I made sample program which makes convolution of 1024*1024 floating-point image with 12*1 convolution matrix. There are two programs with the same code:

1) Using IPL

2) Using IPP, linked to ipl.dll from Image-Processing-IPL sample.

Test results on Pentium 3 processor:

IPL 105 ms

IPP 76 ms

Test results on Pentium4 processor:

IPL43 ms

IPP48 ms

IPL performs better on Pentium 4! What happens? Maybe I am using wrong IPP version?

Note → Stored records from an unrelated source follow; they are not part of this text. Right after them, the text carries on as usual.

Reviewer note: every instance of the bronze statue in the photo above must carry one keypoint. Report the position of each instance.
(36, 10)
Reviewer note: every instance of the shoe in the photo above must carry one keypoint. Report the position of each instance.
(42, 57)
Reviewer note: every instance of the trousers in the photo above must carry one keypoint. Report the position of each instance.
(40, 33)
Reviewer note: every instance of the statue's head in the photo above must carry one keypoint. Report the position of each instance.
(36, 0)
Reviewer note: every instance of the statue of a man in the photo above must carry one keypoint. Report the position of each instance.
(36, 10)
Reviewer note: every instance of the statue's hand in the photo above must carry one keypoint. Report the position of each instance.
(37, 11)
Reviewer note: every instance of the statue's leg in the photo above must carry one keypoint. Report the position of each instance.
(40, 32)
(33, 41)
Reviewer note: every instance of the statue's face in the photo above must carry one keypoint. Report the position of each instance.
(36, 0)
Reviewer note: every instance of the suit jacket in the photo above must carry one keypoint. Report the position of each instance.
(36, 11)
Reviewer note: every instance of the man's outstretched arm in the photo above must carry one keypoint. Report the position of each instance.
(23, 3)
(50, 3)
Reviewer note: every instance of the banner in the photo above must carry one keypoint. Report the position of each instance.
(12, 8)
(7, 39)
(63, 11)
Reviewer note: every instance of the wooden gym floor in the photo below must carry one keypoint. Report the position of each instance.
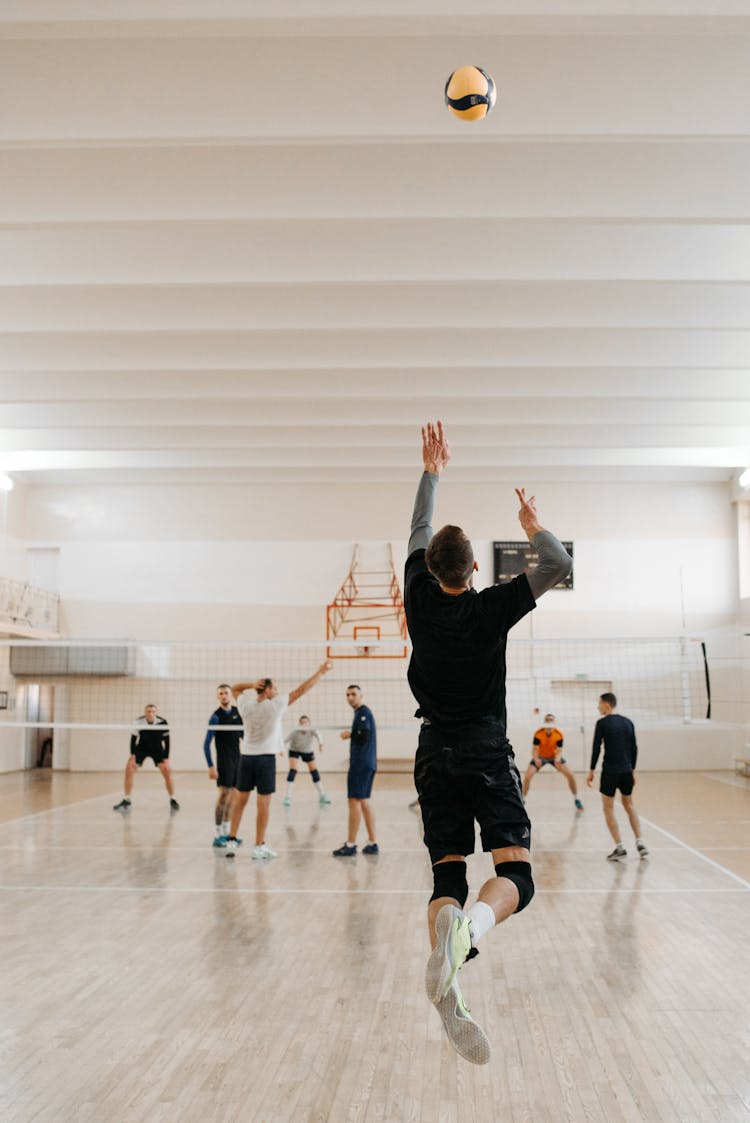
(147, 978)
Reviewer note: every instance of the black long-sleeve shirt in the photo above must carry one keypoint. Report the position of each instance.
(457, 668)
(151, 736)
(618, 733)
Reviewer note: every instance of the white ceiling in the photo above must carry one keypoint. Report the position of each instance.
(247, 242)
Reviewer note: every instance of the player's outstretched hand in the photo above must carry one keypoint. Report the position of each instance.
(528, 516)
(436, 449)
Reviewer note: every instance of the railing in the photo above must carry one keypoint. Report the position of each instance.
(26, 608)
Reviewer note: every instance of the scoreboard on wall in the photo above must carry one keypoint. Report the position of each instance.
(512, 558)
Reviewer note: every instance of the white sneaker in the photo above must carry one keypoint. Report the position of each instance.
(465, 1035)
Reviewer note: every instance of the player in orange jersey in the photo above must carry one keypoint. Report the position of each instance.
(548, 750)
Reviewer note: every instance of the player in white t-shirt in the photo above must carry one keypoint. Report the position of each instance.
(262, 708)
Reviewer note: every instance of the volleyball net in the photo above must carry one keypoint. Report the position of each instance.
(106, 684)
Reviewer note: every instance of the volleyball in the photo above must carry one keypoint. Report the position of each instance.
(469, 93)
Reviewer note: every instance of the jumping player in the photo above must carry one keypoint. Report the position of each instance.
(618, 735)
(227, 742)
(262, 709)
(465, 768)
(548, 750)
(151, 738)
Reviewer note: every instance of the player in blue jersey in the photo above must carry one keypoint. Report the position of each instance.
(363, 766)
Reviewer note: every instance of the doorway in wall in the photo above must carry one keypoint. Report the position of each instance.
(39, 711)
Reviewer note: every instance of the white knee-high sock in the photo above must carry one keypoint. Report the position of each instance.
(482, 920)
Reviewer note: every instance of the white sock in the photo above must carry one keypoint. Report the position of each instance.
(482, 920)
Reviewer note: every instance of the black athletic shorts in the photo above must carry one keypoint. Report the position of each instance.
(611, 782)
(256, 772)
(227, 764)
(156, 756)
(359, 783)
(466, 776)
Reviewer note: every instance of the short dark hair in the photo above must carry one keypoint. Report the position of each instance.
(449, 557)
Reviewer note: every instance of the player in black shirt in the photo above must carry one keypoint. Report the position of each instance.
(227, 742)
(151, 738)
(618, 735)
(465, 769)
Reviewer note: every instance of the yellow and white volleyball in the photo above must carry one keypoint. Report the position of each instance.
(469, 93)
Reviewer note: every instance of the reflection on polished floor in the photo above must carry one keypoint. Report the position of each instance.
(148, 978)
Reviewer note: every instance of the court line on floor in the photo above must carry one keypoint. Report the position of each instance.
(62, 806)
(697, 854)
(285, 892)
(740, 782)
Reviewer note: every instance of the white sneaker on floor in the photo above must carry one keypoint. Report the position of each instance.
(465, 1035)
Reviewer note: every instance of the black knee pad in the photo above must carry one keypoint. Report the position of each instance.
(519, 873)
(450, 880)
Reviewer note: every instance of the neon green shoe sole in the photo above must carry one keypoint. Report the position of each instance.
(450, 951)
(465, 1035)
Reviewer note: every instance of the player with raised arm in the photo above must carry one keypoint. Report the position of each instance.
(262, 709)
(465, 769)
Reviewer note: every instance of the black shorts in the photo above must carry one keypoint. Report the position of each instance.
(359, 783)
(460, 778)
(227, 764)
(611, 782)
(156, 756)
(257, 772)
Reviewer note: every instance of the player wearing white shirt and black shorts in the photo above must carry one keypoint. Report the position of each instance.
(300, 748)
(262, 708)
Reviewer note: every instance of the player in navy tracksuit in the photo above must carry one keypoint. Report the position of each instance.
(363, 766)
(227, 742)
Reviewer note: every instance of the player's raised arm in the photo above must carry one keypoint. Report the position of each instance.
(436, 454)
(555, 563)
(309, 683)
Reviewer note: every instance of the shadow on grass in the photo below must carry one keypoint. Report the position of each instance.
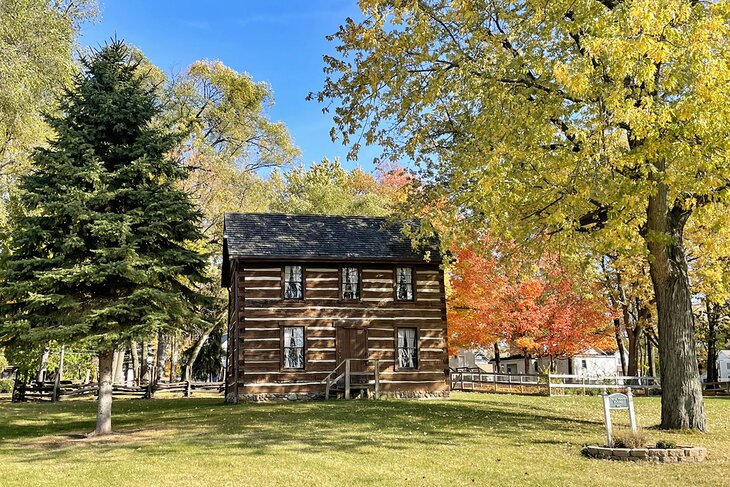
(306, 427)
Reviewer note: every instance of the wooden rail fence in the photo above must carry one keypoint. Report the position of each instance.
(476, 380)
(56, 390)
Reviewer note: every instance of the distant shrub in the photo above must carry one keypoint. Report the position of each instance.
(630, 440)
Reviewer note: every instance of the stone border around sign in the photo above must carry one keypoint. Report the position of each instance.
(657, 455)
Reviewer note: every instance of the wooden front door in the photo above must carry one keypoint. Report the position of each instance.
(352, 343)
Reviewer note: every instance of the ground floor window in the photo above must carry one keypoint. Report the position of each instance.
(407, 348)
(293, 347)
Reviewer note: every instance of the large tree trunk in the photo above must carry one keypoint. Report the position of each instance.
(713, 316)
(188, 370)
(682, 404)
(104, 401)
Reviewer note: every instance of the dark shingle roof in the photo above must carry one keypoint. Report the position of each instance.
(277, 236)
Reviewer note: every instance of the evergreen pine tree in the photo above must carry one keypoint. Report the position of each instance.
(103, 241)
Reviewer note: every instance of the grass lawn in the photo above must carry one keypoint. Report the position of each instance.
(471, 439)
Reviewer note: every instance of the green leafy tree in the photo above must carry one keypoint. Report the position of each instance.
(327, 188)
(103, 239)
(593, 121)
(37, 38)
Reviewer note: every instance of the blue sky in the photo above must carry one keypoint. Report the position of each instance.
(280, 42)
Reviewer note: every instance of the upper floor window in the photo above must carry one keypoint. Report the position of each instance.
(407, 348)
(404, 283)
(350, 285)
(293, 347)
(293, 282)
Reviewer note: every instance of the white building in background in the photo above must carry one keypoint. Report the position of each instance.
(591, 363)
(471, 358)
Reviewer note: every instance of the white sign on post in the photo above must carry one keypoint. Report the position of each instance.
(618, 401)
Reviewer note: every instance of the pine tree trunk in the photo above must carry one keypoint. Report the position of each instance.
(188, 370)
(104, 400)
(682, 404)
(135, 362)
(712, 322)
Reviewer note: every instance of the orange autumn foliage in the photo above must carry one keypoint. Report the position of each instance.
(544, 314)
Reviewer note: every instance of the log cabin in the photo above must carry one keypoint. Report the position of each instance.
(329, 305)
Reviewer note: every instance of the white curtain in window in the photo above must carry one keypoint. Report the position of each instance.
(294, 347)
(293, 282)
(350, 283)
(407, 347)
(404, 277)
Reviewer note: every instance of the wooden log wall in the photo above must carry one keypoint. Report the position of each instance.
(262, 313)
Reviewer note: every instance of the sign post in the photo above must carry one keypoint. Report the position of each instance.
(618, 401)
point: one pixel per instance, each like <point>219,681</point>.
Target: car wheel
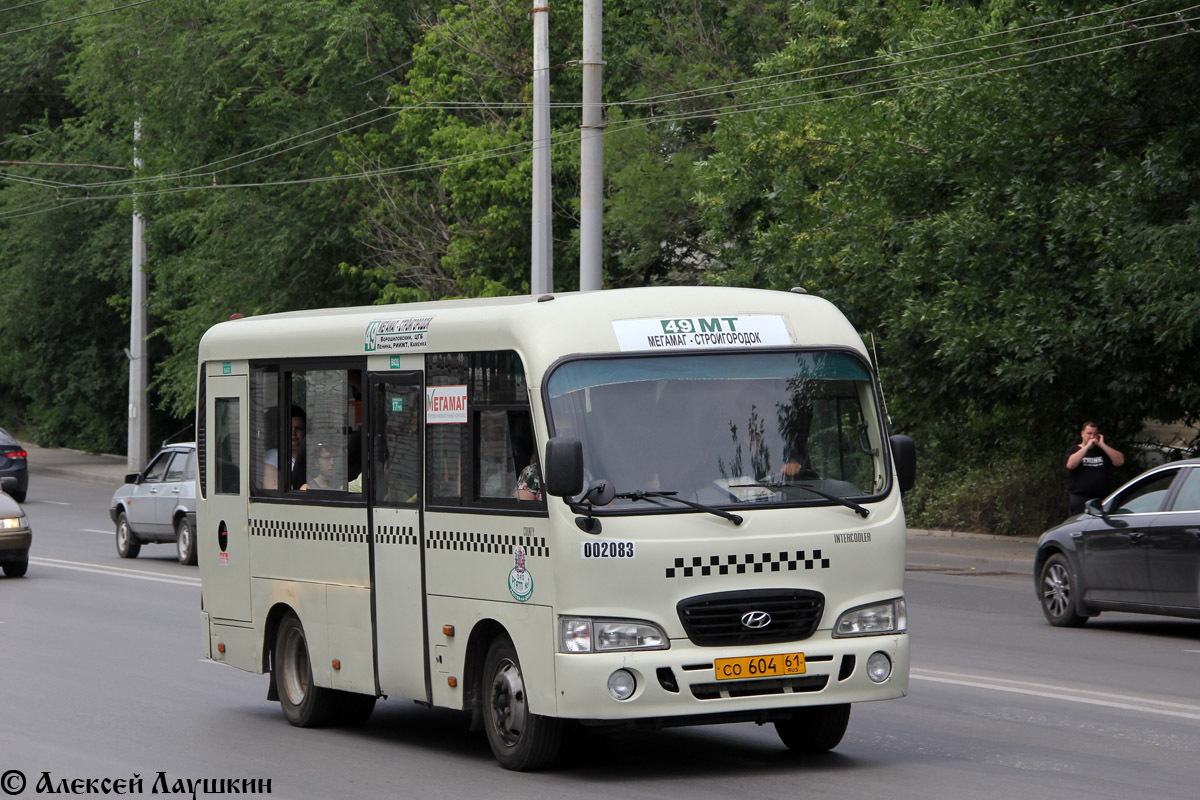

Message Edited by AlexFM on 11-23-2004 05:49 AM

Vladimir_Dudnik · ‎11-23-2004

Hi Alex,

could you please provide here the example of this code, I mean, code which uses IPP, it is interesting to see what we can improve here.

Regards,

Vladimir

alexfm · ‎11-23-2004

Hi Vladimir.

My code is the same in both tests since I am using IPL-to-IPP library.

#define IMAGE_WIDTH 1024
#define IMAGE_HEIGHT 1024

void CIPPTestDlg::OnButtonTest()
{
int i;

// Allocate ipl headers
int nChannels;
int nAlphaChannel;
int depth;
char colorModel[20];
char channelSeq[20];
int dataOrder;
int origin;
int align;

nChannels = 1;
nAlphaChannel = 0;
depth =IPL_DEPTH_32F;
strcpy(colorModel, "GRAY");
strcpy(channelSeq, "GRAY");
dataOrder = IPL_DATA_ORDER_PIXEL;
origin = IPL_ORIGIN_TL;
align = IPL_ALIGN_DWORD;

IplImage* pSource = iplCreateImageHeader(
nChannels,
nAlphaChannel,
depth,
colorModel,
channelSeq,
dataOrder,
origin,
align,
IMAGE_WIDTH,
IMAGE_HEIGHT,
NULL,
NULL,
NULL,
NULL);

IplImage* pDest = iplCreateImageHeader(
nChannels,
nAlphaChannel,
depth,
colorModel,
channelSeq,
dataOrder,
origin,
align,
IMAGE_WIDTH,
IMAGE_HEIGHT,
NULL,
NULL,
NULL,
NULL);

float* pfSource = new float[IMAGE_WIDTH*IMAGE_HEIGHT];
float* pfDest = new float[IMAGE_WIDTH*IMAGE_HEIGHT];

for ( i = 0; i < IMAGE_WIDTH*IMAGE_HEIGHT; i++ )
{
pfSource = (float)i + 0.5f;
}

pSource->imageData = (char*)pfSource;
pDest->imageData = (char*)pfDest;

float fTable[12];

for ( i = 0; i < 12; i++ )
{
fTable = ( i <= 5 ) ? 1.0f : -1.0f;
}

IplConvKernelFP* pKernel = iplCreateConvKernelFP(1,
12,
0,
6,
fTable);

TIME_START(t, _T("Filter"));

iplConvolve2DFP(pSource,
pDest,
&pKernel,
1,
IPL_SUM);

TIME_END(t);

iplDeleteConvKernelFP(pKernel);

iplDeallocate(pSource, IPL_IMAGE_HEADER);
iplDeallocate(pDest, IPL_IMAGE_HEADER);

delete[] pfSource;
delete[] pfDest;
}

TIME_START and TIME_END macros measure time between them using QueryPerformanceFrequency and QueryPerformanceCounter. Result is shown in debug output. There is signifigant performance boost on Pentium 3 but on Pentium 4 IPL works better.